Page 2-3. The man attacking Batman is called Malik, no surname revealed. He is the brother of the villain Lightweaver who was part of Breakdown’s Burners, a group of radical anti-government superhuman terrorists who bombed the United Nations in Justice League International (vol. 3) #7 (May 2012) killing the JLI’s civilian support staff and Rocket Red (Gavril Ivanovich, one of their founding members). It is Rocket Red’s statue that stands between Malik and Batman. Lightweaver was killed when the US army intervened in a battle between the JLI and the Burners. Guy Gardner’s attack on Lightweaver negated his shields just as a tank fired at him. He managed to crawl away from the battle and died in Malik’s arms.
Page 6. The first Queen Industries plane was shown in Justice League International (vol. 3) #1 (Nov 2011) and was destroyed while defeating Peraxxus in Justice League International (vol. 3) #5 (March 2012). OMAC never met Rocket Red as he first met the team in Justice League International (vol. 3) #8 (June 2012), two issues after Red’s death.
Page 7. Batman recognises Booster’s potential, but their history has not been revealed. We at least learn here that Batman first met him a couple of years ago and was convinced of his potential by their shared adventure. Dan Jurgens told Russ Burlingame (see above) that the adventure would have been the series #0 issue if it had continued.

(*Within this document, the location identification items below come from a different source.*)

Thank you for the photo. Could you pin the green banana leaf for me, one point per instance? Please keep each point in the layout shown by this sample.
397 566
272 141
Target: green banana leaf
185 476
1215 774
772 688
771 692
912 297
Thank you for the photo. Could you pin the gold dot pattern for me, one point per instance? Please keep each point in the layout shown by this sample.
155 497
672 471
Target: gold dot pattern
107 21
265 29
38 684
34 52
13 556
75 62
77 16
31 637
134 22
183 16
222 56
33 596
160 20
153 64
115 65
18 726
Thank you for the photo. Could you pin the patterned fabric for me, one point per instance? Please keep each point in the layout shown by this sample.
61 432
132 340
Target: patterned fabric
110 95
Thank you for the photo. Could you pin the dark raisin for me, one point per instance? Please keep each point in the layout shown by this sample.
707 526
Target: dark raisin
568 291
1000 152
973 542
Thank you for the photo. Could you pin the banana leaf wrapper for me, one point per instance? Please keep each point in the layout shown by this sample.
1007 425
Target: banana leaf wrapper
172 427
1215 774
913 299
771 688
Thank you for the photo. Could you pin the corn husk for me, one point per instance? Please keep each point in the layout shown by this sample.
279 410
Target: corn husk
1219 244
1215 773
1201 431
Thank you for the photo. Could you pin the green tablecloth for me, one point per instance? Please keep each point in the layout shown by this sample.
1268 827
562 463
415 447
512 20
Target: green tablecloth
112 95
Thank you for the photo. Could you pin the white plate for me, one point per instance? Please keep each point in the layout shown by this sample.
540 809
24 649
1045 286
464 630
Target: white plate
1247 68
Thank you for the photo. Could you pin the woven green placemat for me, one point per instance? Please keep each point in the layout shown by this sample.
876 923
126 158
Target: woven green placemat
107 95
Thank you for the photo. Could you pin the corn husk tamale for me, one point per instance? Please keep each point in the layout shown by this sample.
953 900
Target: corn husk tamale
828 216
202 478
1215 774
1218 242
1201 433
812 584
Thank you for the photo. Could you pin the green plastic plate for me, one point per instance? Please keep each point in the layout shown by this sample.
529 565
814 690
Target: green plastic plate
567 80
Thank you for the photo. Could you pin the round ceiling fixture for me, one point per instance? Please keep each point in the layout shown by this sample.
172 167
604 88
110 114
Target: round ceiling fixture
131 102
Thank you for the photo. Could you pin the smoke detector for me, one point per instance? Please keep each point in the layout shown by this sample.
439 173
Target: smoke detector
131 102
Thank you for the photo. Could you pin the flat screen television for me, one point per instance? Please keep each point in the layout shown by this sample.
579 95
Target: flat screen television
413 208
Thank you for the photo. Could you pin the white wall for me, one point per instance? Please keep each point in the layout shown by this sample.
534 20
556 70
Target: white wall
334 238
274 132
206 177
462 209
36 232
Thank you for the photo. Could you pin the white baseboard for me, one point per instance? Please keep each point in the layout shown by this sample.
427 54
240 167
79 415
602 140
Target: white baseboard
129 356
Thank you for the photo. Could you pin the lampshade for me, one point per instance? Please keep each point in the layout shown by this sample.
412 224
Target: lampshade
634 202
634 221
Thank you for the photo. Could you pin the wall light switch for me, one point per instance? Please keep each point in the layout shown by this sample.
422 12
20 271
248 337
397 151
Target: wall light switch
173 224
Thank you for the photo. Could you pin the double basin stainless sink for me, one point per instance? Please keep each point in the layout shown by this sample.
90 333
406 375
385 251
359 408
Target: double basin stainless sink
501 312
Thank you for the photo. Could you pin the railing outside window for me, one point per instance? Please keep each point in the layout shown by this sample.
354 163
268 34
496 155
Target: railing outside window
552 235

Fire (“Bea”) is said to be close to being brought out of her induced coma, she’s been comatose since the UN bombing in Justice League International (vol. 3) #7 (May 2012).
Page 17. Batwing tenders his resignation and walks away with Batman. However, it’s not clear how certain that cut off is. Batwing #12 (Oct 2012) shows Batwing calling in the JLI and he’s assisting them in #1 (Oct 2012).